Our goal is to improve cancer patient outcomes by integrating artificial intelligence (AI), machine learning, computational methods, and experimental approaches. Our interdisciplinary research spans spatial biology, single-cell analysis, digital pathology, biomarker discovery, spatial microbiome analysis, and therapeutic development, including immunotherapy and cellular therapies.
We develop AI-driven 3D and 4D tumor models to investigate the complex interactions between cellular, molecular, and microbiome components. This approach enables the identification of novel biomarkers, therapeutic targets, and personalized treatment strategies. By integrating advanced technologies, the Hwang Lab advances personalized medicine, with a focus on the tumor immune microenvironment (TIME), ultimately benefiting cancer patients.

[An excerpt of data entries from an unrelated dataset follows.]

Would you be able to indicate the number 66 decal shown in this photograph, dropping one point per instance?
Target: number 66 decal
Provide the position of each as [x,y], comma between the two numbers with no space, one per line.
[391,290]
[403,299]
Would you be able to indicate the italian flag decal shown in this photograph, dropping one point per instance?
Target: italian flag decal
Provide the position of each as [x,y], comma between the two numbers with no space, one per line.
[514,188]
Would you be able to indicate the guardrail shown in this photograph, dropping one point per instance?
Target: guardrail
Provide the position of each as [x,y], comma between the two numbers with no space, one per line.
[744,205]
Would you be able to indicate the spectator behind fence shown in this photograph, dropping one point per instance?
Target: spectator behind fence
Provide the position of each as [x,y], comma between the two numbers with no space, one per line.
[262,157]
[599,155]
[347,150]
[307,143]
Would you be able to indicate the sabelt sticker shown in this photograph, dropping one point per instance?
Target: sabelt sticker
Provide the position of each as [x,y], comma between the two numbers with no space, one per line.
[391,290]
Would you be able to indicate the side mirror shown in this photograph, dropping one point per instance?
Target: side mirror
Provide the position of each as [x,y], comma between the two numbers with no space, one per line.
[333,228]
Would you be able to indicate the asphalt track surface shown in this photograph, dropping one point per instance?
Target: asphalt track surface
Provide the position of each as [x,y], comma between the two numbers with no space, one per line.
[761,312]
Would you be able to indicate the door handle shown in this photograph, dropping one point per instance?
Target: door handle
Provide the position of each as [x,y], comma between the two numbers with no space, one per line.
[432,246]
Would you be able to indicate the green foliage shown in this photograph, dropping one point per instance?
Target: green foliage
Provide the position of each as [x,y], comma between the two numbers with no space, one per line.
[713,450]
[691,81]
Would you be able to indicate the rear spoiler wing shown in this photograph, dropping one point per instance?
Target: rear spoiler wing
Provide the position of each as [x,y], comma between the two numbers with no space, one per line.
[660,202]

These are a few examples for our current projects:
AI-Driven 3D and 4D Molecular Tumor Modeling to Understand Pre-Cancer and Cancer Progression
This project aims to map the multidimensional evolution of tumors from pre-cancerous stages to full malignancy by integrating AI-driven 3D and 4D tumor models with subcellular-resolution imaging and molecular data. By focusing on spatial and temporal dynamics, we gain critical insights into how cancers develop and respond to treatments. This research is essential for identifying novel therapeutic strategies and improving patient outcomes by targeting early-stage disease progression.Subcellular-Resolution 4D Cell, Organoid, and Tissue Atlas Models for Cancer and Therapeutic Response
This project focuses on developing subcellular-resolution 3D and 4D models of cells, organoids, and tissues to study how individual cells and their suborganelles contribute to disease initiation, metastasis, and treatment response. By using live 3D and 4D holotomography combined with molecular data, we capture cellular dynamics in real-time. Our goal is to understand how cellular states, plasticity, migration, and interactions within 3D tissue structures influence carcinogenesis and therapeutic efficacy.Spatial Microbiome and Its Role in Tumor Progression, Immune Modulation, and Treatment Response
Using spatial sorting technology, we isolate individual microorganisms within the microbiome and their surrounding cellular and non-cellular components to study how they influence tumor progression, immune modulation, and treatment response. This approach also extends to studying the roles of fungi, viruses, and other pathogens in cancer. By mapping these complex interactions, we aim to uncover new therapeutic targets and understand how the microbiome contributes to cancer and therapy outcomes.Real-Time Drug Delivery and Response Monitoring Using Organotypic Models
We employ organotypic models to study the real-time dynamics of drug delivery and response, focusing on therapies like antibody-drug conjugates (ADCs), CAR-T cells, and mRNA therapeutics. By leveraging hybrid holotomography and light sheet microscopy, we trace drug penetration and interactions within the tumor immune microenvironment (TIME). This project aims to optimize drug delivery and therapeutic response at a precision scale, providing better patient outcomes.